Mme Palin, ou l’histoire du sermonneur sermonné

Il y a environ 2 semaines maintenant, l’annonce de la candidature de Mme Palin à la Vice-présidence des États-unis d’Amérique aux côtés de John McCain a été l’objet d’une rare frénésie médiatique. Pensez-vous!, une quasi-inconnue propulsée sur le devant des podiums politiques et potentielle 2de du plus puissant État de la planète, voilà qui devrait a priori réjouir ceux qui ne croyaient plus en la démocratie. Détrompez-vous, cette inconnue n’est en fait « que » la gouverneure d’Alaska, « hockey-mum » et ancienne Vice-miss Alaska (ça fait au moins une expérience à titre de second…) à ces heures perdues : en bref, une politique pur jus. Et puis, il y eut ces révélations sur la grossesse de sa famille et, bientôt, les censeurs dénonçant l’intolérance de ceux qui osaient fouiner dans la vie privée de Mme Palin…

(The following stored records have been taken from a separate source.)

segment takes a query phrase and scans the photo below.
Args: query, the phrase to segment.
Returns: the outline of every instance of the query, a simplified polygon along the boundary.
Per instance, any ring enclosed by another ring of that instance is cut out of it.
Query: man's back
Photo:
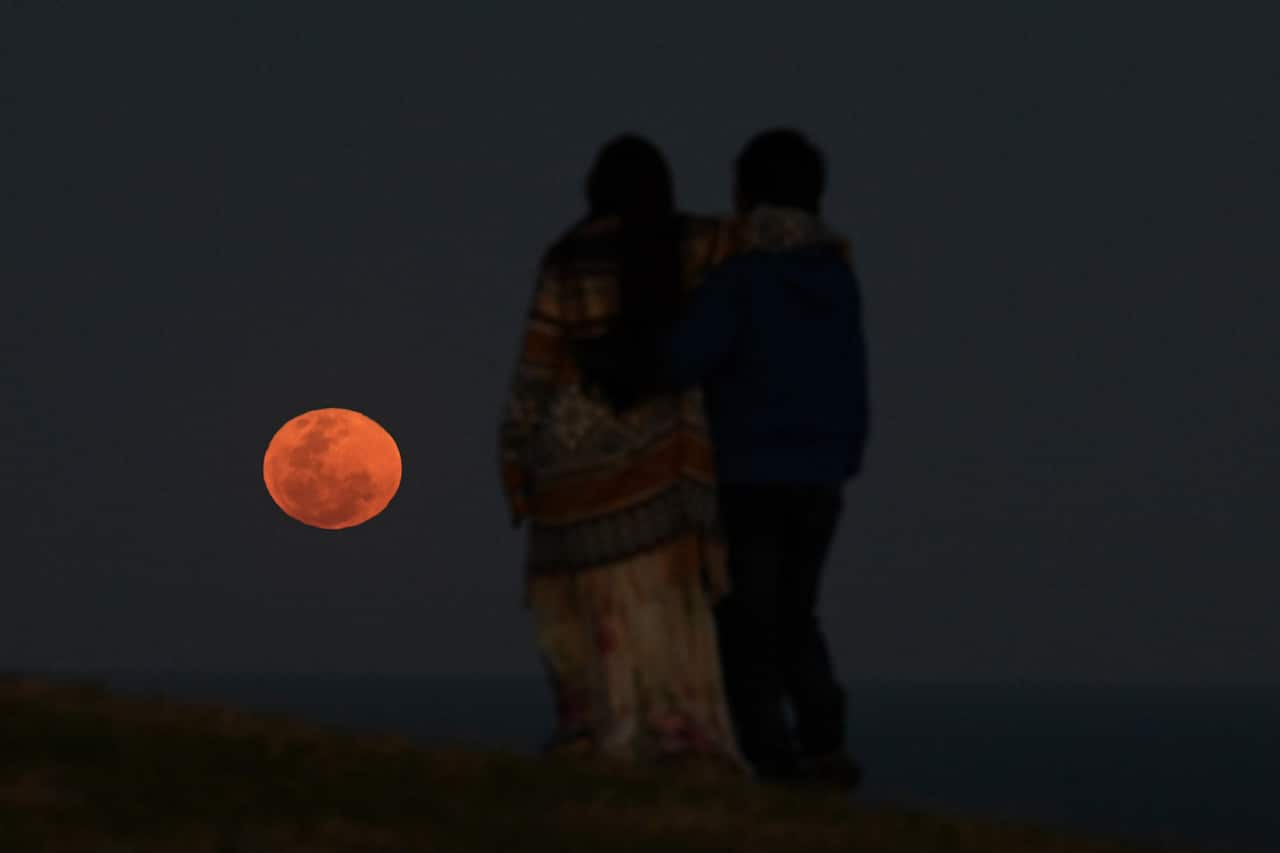
[[[715,268],[666,355],[703,384],[722,482],[838,483],[866,442],[865,349],[857,279],[819,243]]]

À ceux qui trouveraient que cet étalage de la vie privée sur la place publique relève du plus mauvais goût et de la politique la plus vile, j’aurai tendance à les inviter à se concentrer sur les intentions interventionnistes de la dame Palin en question. N’oublions pas que nous avons en face de nous ce genre de personnes qui, en plus de prôner l’enseignement du créationnisme, s’oppose à la contraception et à l’avortement, prône l’abstinence et autres foutaises réactionnaires bien-senties… En bref, la politique de Mme Palin, c’est la politique du gendarme des alcôves.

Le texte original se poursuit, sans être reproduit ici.